Re: mechanical cochlear model

Dear Peter, Matt and the list,

Peter, I like your phrase "all section together 'agree' on a pattern of motion" because the fluid coupling of the sections does not allow for individual motion. This leads to some complications in time domain models due to the 'strong fluild-structure interaction' that your thesis addressed.

However, I would argue in the reverse direction to your last post, as follows:
If the resonators were (sufficiently) independent the situation is like a filterbank, ie a Helmholtz cochlea. Douglas Creelman's post gives a mechanical example of this, where vertical strings with a weight are suspended from a single bar. Although as he says in this case a 'traveling wave' is generated it is a function of the arrangement of the weights, and not a property of the weights interacting. (I.e. we can rearrange the weights and completely destroy the traveling wave.)

The situation described above is identical to a cochlear filled with a hypothetical fluid that exerts a similar force on a section independent of its spatial location.

I would then argue that the force in the real cochlear fluid, or even the incompressible inviscid case (which seems to be widely accepted by both sides of the traveling wave - resonance discussion for general conditions), does vary with spatial location. This spatial variation is much less than in the force that sets up a traveling wave on a guitar string for example. This seems to imply that some of the conditions for the 'guitar string ' style of traveling wave are also present.

Arranging the argument in this manner avoids assuming a traveling wave up front.

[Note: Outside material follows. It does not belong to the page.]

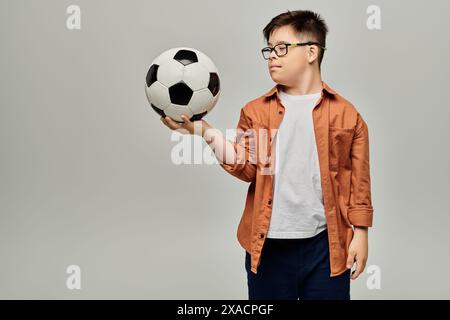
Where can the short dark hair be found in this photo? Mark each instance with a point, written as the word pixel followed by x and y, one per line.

Based on the Green's function, it seems to me that the conditions in the cochlea do not lend themselves to either the 'filterbank' or 'guitar string' scenario only, but the behavior must be a combination of the two. Which is dominant would depend on the spatial variation of the force, a small variation favors the 'filterbank' and a large variation favors the 'guitar string'.

So far I am talking about the behavior of the membrane. In your answers (in particular to Martin) you comment "fluid motion implies a traveling wave". I completely agree with this statement in so far as we are talking about a small region of the fluid. Equations of the form v_x(x,y) = A(sin(kx-wt)sin(ky-wt)), v_x(x,y) = B(cos(kx-wt)cos(ky-wt))  and variants are a solution to the Laplace equation (in 2d, w = \omega for compactness). So certainly the Laplace equation requires that the local solution in a region has the form of a traveling wave. However, even in the passive cochlea the wave number k is not constant. Surely some active mechanism could be proposed such that the wave number varies so radically that the fluid motion cannot be described as a traveling wave across any reasonable length?

Matt, thanks for your comments. So far I have only tested my models with inputs of the form u(t)*sin(wt) which contains higher harmonics. In my results I do see the high frequencies responding to the input first and what looks like a traveling wave in a passive cochlea. Whether this is an artifact of the higher harmonics, or a true traveling wave and alternatively whether it is more consistent with a bank of resonators taking a few cycles to reach their peak amplitude I cannot say without looking at the data more closely. For the model I am using the WKB method predicts a traveling wave in steady state so the only thing to look for is whether there is evidence from the transient behavior to discuss. Personally, I am trying to suspend interpretation on this question until I have an opportunity to run some of these tests, but I believe that the behavior is a combination of the two, which is possibly similar to Peter's view?).